# Getting music lyrics usign Web Scrapping

This short notebook is designed to automatically obtaining song lyrics from the page [letras.com](www.letras.com) using web scrapping, requiring only the main link of an artist on the page.

## Needed libraries

In [1]:
# The only library you'll need to install is Beautiful Soup 4 (use: "pip install beautifulsoup4").
from bs4 import BeautifulSoup as bs

# The last three libraries are from the python standard library.
import requests     # To make web requests
import time         # To measure time
import json         # To handle json files
import re           # To use regular expressions

## Put here your artist main link from letras.com and its name

In [2]:
url_base = 'https://www.letras.com/imagine-dragons/'

## Concatenating necessary link to acces to the artist song list

In [3]:
url = url_base + 'mais_acessadas.html'
page = requests.get(url)
assert str(page) == '<Response [200]>', 'Bad response from URL'

## Scrapping page content

In [4]:
# Parsing web content with BeautifulSoup
soup = bs(page.content, 'html.parser')
print(soup.prettify())

<!DOCTYPE HTML>
<html dir="ltr" lang="es">
 <head prefix="og: http://ogp.me/ns# fb: http://ogp.me/ns/fb#">
  <title>
   Imagine Dragons - LETRAS.COM (167 canciones)
  </title>
  <meta content='Ver las letras de Imagine Dragons y escuchar "Believer",  "Demons",  "Bad Liar",  "Bones",  "Not Today",  "Natural",  "Thunder",  "Radioactive" y más canciones!' name="description"/>
  <meta content="  letras de músicas, Imagine Dragons letras, músicas, letra de música, letra, letras de música, legendas, vídeos  " name="keywords"/>
  <link href="https://www.letras.com/imagine-dragons/" rel="canonical"/>
  <meta charset="utf-8"/>
  <meta content="app-id=com.studiosol.player.letras" name="google-play-app"/>
  <meta content="214701744179" property="fb:pages">
   <meta content="357922461263649" property="fb:app_id"/>
   <meta content="telephone=no" name="format-detection"/>
   <meta content="#FFFFFF" name="theme-color"/>
   <meta content="async" name="include_mode">
    <meta content="app-id=77334789

## Finding every song tag element in page

In [5]:
songs_items = soup.find_all('li', class_='cnt-list-row')
songs_items[0]

<li class="cnt-list-row -song is-visible" data-artist="Imagine Dragons" data-dns="imagine-dragons" data-id="2876080" data-name="Believer" data-sharetext="Believer de Imagine Dragons" data-shareurl="https://www.letras.com/imagine-dragons/believer/" data-url="believer"> <a class="song-name" href="/imagine-dragons/believer/"><span>Believer</span></a> <div class="song-options"></div> </li>

## Getting all the songs urls from the artist page

In [6]:
def get_songs_list(artist_url: str) -> list[str]:
    """
    Returns a list with all the songs urls of a given artist

    Args:
        artist_url (str): Artist url rfom letras.com

    Returns:
        list[str]: A list containing the songs urls as strings
    """
    url = artist_url + 'mais_acessadas.html'    # Required for this web
    page = requests.get(url)

    # Parsing web content with BeautifulSoup
    soup = bs(page.content, 'html.parser')
    # Looking for al the 'li' items with 'cnt-list-row' class in the html
    songs_items = soup.find_all('li', class_='cnt-list-row')
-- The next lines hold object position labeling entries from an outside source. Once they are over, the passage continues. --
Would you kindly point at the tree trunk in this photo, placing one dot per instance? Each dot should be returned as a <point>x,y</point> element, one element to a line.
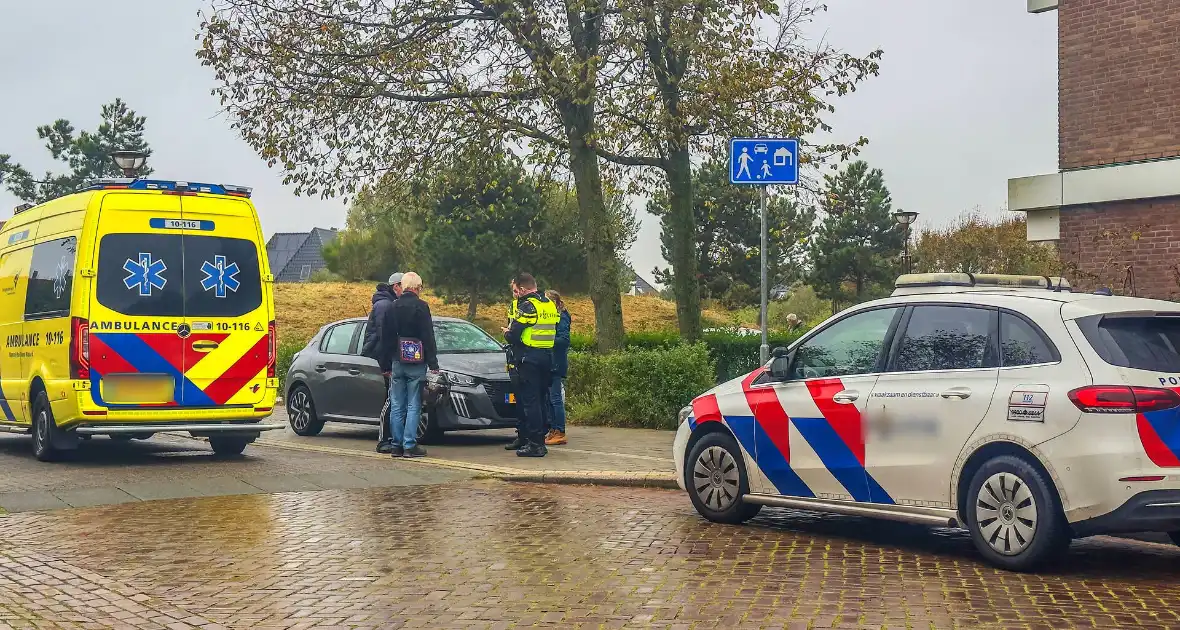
<point>597,231</point>
<point>472,303</point>
<point>682,222</point>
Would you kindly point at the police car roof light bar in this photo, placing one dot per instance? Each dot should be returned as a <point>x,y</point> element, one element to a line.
<point>979,281</point>
<point>165,185</point>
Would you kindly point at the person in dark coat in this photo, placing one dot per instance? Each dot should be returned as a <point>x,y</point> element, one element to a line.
<point>556,407</point>
<point>412,350</point>
<point>371,347</point>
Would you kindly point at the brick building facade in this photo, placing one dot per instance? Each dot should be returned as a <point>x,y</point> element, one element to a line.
<point>1113,209</point>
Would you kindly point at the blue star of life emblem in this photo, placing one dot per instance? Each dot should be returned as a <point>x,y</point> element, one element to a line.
<point>220,276</point>
<point>145,274</point>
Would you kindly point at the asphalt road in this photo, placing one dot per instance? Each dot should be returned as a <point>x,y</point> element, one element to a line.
<point>106,472</point>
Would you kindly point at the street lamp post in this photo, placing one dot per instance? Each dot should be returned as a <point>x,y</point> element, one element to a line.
<point>905,217</point>
<point>130,162</point>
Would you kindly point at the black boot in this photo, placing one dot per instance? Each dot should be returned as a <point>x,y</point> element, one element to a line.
<point>532,450</point>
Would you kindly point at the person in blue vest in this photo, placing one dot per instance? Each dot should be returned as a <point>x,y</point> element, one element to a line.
<point>556,407</point>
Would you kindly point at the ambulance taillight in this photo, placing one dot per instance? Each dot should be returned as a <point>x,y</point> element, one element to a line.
<point>79,348</point>
<point>271,349</point>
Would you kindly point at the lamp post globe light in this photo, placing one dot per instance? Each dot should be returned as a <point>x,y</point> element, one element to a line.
<point>905,217</point>
<point>130,162</point>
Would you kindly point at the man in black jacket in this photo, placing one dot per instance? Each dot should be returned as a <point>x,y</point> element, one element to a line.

    # For every "li" item, we extract the "data-shareurl" tag inside
    songs_urls = [song.get("data-shareurl") for song in songs_items]

    return songs_urls

In [7]:
get_songs_list("https://www.letras.com/luis-miguel/")[:3]

['https://www.letras.com/luis-miguel/108649/',
 'https://www.letras.com/luis-miguel/26107/',
 'https://www.letras.com/luis-miguel/26102/']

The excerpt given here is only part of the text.